Why are you an Out of Network provider?

+
    • That is a very valid question considering the financial barriers to clients needing to pay the full session cost up-front, and the possibility of not receiving any reimbursement from their insurance providers. Firstly, insurance companies often dictate the services a client can/cannot receive, the duration of services, and even the diagnosis(es) a client can/cannot have for the session to be billable. I do not agree with individuals who are not clinicians and may not have much, if any, understanding of mental health treatment dictating parameters of a client’s treatment. Insurance companies in the U.S. are in the business of making a profit – not in prioritizing what is in the best interest of a client’s or patient’s treatment. Secondly, unfortunately, insurance companies can be challenging and time-consuming to work with. There is a lot of bureaucracy and “red tape” to navigate. Thirdly, I want to protect my clients’ private health information (PHI) as much as possible, and insurance companies have access to certain PHI to determine coverage. Lastly, I have found that insurance reimbursement for licensed mental health professionals is generally disproportionately lower than the amount of education, training, and experience we have.

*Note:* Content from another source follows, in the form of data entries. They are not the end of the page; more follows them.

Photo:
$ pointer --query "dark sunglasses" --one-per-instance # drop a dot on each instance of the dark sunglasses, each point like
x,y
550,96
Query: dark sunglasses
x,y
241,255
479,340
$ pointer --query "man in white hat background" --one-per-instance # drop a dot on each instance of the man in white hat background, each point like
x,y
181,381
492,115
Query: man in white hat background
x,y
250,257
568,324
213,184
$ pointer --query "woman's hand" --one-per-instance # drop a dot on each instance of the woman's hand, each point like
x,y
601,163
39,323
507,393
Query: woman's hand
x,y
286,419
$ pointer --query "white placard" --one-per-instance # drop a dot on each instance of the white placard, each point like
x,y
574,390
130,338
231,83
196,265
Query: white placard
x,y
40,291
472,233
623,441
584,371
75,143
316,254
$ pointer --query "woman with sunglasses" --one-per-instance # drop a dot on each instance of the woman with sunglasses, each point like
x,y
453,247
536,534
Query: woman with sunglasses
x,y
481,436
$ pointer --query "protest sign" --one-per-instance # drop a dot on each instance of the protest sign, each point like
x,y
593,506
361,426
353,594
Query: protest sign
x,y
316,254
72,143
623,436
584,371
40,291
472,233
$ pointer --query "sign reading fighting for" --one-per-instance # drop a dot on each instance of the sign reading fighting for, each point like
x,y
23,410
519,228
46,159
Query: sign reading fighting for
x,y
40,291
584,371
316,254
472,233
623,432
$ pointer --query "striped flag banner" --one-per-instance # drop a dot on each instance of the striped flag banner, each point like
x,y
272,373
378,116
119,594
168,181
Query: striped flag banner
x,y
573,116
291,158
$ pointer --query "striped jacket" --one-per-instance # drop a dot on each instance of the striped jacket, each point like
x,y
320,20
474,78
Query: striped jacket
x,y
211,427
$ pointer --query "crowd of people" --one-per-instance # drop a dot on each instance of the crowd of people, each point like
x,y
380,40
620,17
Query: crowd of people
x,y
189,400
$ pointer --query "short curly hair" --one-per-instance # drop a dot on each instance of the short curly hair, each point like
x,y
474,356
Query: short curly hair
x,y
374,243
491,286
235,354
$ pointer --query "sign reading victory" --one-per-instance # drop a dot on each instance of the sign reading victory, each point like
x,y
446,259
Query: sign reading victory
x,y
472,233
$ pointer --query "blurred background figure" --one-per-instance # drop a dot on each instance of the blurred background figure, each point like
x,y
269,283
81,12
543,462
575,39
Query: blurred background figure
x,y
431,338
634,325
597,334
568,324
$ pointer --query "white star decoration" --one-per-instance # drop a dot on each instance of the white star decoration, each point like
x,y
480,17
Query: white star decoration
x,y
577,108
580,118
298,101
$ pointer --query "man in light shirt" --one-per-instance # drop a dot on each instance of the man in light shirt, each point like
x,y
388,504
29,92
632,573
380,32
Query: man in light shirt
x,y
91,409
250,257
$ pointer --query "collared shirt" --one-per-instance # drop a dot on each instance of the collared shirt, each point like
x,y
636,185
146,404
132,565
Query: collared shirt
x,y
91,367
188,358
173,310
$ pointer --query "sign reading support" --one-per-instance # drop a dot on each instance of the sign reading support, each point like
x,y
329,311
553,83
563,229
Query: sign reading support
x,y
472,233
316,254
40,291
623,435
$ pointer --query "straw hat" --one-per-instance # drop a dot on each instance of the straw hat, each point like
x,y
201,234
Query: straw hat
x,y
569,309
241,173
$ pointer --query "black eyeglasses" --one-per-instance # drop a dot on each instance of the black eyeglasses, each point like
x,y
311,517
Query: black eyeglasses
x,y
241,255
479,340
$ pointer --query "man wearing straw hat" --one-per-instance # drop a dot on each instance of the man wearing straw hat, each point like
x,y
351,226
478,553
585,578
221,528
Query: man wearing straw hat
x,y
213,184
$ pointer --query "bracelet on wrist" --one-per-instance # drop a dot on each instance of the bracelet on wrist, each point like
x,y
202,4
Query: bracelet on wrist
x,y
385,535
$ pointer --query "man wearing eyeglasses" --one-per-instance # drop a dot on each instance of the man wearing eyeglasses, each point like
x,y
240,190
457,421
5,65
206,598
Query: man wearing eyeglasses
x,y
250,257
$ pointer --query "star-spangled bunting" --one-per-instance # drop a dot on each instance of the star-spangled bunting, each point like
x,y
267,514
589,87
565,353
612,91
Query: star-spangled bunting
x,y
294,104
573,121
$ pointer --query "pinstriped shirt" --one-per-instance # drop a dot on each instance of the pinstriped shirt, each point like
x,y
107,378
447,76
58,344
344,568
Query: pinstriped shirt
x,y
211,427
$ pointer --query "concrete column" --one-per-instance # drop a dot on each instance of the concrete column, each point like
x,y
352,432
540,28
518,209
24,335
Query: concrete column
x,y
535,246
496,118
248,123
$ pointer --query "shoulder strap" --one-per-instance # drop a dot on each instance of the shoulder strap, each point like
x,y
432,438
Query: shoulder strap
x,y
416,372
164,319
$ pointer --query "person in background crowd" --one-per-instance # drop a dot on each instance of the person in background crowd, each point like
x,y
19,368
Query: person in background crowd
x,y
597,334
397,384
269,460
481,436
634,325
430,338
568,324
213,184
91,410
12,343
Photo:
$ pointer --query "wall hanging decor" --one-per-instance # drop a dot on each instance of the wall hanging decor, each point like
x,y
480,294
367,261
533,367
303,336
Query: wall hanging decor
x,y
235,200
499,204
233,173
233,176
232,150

What questions should I ask my health insurance provider to determine Out of Network benefits?

+
    • Your insurance ID should have a customer service phone number on the back which you can call. When speaking with a representative, here are some ideas of questions to ask:

      • Does the insurance provider reimburse for individual mental health therapy appointments with an Out of Network licensed clinical mental health counselor?
      • What is the reimbursement rate?
      • What is the annual Out of Network deductible that needs to be met before reimbursement can start?
      • Are there any restrictions for meeting with an Out of Network licensed clinical mental health counselor?
      • How does one file an Out of Network claim and submit the corresponding superbill?
      • How long, on average, does it take to receive reimbursement payment after a claim is submitted?

Do you offer a sliding scale for clients who are financially eligible?

+
    • At times I have limited spots for clients who are financially eligible for a reduced rate; that is, their gross household income is at or below the current U.S. Real Median Household Income as indicated on their tax return from the previous year (or other documentation, if applicable). Potential clients are encouraged to discuss this option with me during the initial 15-minute consultation call.